CUDA code for Monte Carlo estimation of Pi(see https://en.wikipedia.org/wiki/Monte_Carlo_method)
The goal here was not to set a new record for the number of decimal places, but rather to demonstrate the benefits of GPU computing, by using CUDA(see https://en.wikipedia.org/wiki/CUDA)to parallelize a traditional serial algorithm used to estimate Pi.
To run you must have an NVIDIA GPU capable of compiling and running CUDA.
Using Monte Carlo with 2^25 random points to calculate estimation of Pi.the code is using 512 threads per block, 128 blocks and each threads will process 512 points.

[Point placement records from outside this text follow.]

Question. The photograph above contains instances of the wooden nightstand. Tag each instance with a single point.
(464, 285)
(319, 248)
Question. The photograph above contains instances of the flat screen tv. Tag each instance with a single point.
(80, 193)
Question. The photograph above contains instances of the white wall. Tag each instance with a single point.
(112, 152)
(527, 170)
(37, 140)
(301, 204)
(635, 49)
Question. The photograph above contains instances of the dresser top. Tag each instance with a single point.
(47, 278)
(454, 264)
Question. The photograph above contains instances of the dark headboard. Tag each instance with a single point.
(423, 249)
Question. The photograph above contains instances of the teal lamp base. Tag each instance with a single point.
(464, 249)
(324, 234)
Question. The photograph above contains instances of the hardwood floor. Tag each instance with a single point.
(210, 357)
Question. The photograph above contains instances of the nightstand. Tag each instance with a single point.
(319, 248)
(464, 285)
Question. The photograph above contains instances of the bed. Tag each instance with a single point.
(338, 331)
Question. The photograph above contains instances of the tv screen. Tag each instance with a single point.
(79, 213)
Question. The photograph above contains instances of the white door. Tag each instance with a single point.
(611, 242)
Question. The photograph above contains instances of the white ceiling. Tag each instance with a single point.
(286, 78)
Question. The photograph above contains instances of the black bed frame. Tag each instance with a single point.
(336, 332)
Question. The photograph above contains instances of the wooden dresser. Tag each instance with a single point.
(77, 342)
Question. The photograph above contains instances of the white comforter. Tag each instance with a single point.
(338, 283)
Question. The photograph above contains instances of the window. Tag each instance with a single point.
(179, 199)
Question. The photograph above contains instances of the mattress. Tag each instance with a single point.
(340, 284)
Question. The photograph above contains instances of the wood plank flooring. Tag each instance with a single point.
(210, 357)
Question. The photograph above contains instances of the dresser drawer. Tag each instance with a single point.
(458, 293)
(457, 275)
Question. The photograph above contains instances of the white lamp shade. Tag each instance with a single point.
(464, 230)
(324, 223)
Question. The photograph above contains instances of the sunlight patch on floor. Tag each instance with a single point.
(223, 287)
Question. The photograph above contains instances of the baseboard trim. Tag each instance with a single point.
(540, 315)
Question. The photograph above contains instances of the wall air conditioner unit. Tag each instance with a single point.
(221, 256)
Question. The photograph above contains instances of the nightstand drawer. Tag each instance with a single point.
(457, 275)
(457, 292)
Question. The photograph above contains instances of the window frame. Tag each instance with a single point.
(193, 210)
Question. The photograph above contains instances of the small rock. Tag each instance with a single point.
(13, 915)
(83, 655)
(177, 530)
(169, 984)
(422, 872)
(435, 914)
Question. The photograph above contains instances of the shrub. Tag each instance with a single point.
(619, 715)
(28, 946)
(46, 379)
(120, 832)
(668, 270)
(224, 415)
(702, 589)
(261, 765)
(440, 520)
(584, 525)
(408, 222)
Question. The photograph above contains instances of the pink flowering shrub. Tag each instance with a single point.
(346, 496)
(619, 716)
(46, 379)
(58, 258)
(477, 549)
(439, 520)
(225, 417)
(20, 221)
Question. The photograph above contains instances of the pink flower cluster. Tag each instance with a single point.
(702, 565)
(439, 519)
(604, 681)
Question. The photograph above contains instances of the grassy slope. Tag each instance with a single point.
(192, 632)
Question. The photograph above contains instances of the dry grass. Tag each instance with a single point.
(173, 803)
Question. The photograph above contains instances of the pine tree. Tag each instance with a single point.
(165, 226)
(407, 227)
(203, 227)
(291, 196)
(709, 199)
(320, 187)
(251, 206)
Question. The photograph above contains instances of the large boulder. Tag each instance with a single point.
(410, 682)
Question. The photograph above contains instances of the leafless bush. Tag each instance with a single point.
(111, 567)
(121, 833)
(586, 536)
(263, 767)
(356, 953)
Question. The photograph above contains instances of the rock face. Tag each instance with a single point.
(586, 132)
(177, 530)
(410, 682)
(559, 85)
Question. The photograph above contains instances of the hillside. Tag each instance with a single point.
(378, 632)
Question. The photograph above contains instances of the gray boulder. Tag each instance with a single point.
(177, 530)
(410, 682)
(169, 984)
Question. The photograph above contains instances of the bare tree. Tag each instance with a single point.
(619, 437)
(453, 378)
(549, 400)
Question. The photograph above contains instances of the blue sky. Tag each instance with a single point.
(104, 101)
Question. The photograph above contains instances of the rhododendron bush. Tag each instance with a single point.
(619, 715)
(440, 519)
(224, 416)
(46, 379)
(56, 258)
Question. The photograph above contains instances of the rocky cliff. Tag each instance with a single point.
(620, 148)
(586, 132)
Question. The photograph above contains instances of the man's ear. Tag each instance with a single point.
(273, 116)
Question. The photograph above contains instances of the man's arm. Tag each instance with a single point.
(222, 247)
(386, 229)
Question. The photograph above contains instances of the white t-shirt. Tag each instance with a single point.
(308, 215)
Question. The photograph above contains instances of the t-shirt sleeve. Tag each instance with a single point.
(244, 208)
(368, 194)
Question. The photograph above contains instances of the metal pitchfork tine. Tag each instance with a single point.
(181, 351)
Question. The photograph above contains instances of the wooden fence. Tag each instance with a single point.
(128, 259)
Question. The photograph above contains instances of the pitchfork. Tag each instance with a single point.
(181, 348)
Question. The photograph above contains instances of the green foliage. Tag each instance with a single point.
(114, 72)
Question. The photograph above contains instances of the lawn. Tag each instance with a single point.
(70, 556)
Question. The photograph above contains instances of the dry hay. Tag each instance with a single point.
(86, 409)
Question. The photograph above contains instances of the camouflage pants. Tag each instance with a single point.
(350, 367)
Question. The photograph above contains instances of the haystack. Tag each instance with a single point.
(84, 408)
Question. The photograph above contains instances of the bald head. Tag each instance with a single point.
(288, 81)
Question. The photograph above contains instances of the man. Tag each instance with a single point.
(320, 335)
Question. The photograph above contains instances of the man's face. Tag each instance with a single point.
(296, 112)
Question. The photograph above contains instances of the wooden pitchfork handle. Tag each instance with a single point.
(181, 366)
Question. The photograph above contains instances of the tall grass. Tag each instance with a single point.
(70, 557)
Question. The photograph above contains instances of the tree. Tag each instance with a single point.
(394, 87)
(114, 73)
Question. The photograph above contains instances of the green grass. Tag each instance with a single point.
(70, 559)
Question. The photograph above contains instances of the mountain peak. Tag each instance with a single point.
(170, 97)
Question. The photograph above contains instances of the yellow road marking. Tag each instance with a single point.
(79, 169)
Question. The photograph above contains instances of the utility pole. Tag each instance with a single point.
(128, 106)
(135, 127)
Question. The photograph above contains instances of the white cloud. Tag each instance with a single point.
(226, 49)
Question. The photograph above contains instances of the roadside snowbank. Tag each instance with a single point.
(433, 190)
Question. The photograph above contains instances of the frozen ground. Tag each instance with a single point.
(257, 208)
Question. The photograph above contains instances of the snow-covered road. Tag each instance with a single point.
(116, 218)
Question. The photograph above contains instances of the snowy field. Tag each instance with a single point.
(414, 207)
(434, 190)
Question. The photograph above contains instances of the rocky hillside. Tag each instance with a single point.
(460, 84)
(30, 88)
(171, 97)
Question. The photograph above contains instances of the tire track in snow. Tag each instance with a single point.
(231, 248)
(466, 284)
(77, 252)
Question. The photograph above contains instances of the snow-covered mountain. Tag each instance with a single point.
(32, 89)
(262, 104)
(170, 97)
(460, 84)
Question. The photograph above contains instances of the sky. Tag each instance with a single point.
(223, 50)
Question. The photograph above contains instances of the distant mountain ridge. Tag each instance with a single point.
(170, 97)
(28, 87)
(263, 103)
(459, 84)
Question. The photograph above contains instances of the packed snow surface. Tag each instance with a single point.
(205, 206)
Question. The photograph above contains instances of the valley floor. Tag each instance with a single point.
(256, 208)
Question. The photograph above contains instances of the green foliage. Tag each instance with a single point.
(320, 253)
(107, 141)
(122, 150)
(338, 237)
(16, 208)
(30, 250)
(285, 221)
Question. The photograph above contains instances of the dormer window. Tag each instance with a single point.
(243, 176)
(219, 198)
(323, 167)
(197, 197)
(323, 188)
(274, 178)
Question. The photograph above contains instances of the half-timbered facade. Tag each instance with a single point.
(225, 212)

The code includes CPU serial computing and four layer-by-layer optimized versions of the GPU. Use clock() to record the calculation time, and finally output the calculation results and time consumption of each version, thus reflecting the advantages of CUDA parallel computing.
The four optimizations of the GPU are used (2. shared memory, 3. memory coalesce + shared memory, 4. memory coalesce). The final result varies with machine performance, but it is nearly 200 times faster than the CPU, and the effect is remarkable.
CUDA使用蒙特卡洛法计算Pi值(方法见:https://zh.wikipedia.org/wiki/%E8%92%99%E5%9C%B0%E5%8D%A1%E7%BE%85%E6%96%B9%E6%B3%95 )
这里的目标不是计算更多的小数位数,而是通过使用CUDA( https://zh.wikipedia.org/wiki/CUDA )来证明GPU计算的好处
运行环境:一台安装好CUDA并具有NVIDIA GPU显卡的电脑,CUDA的具体配置方法自行百度。
使用2^25规模的随机点通过蒙特卡洛方法来计算Pi值。代码中使用了128个线程块(Blocks),每个线程块中包括512个线程(threadsPerBlock),每个线程计算512个随机点。
代码包括CPU串行计算和GPU的4个逐层优化版本。使用clock()分别对计算时间计时,最后输出各个版本的计算结果和耗时,从而体现出CUDA并行计算的优势。
GPU的四次优化分别使用了(2. 共享内存, 3. 共享内存+合并访问, 4. 合并访问)最终优化结果因机器性能而异,但比CPU要快上近200倍,效果显著。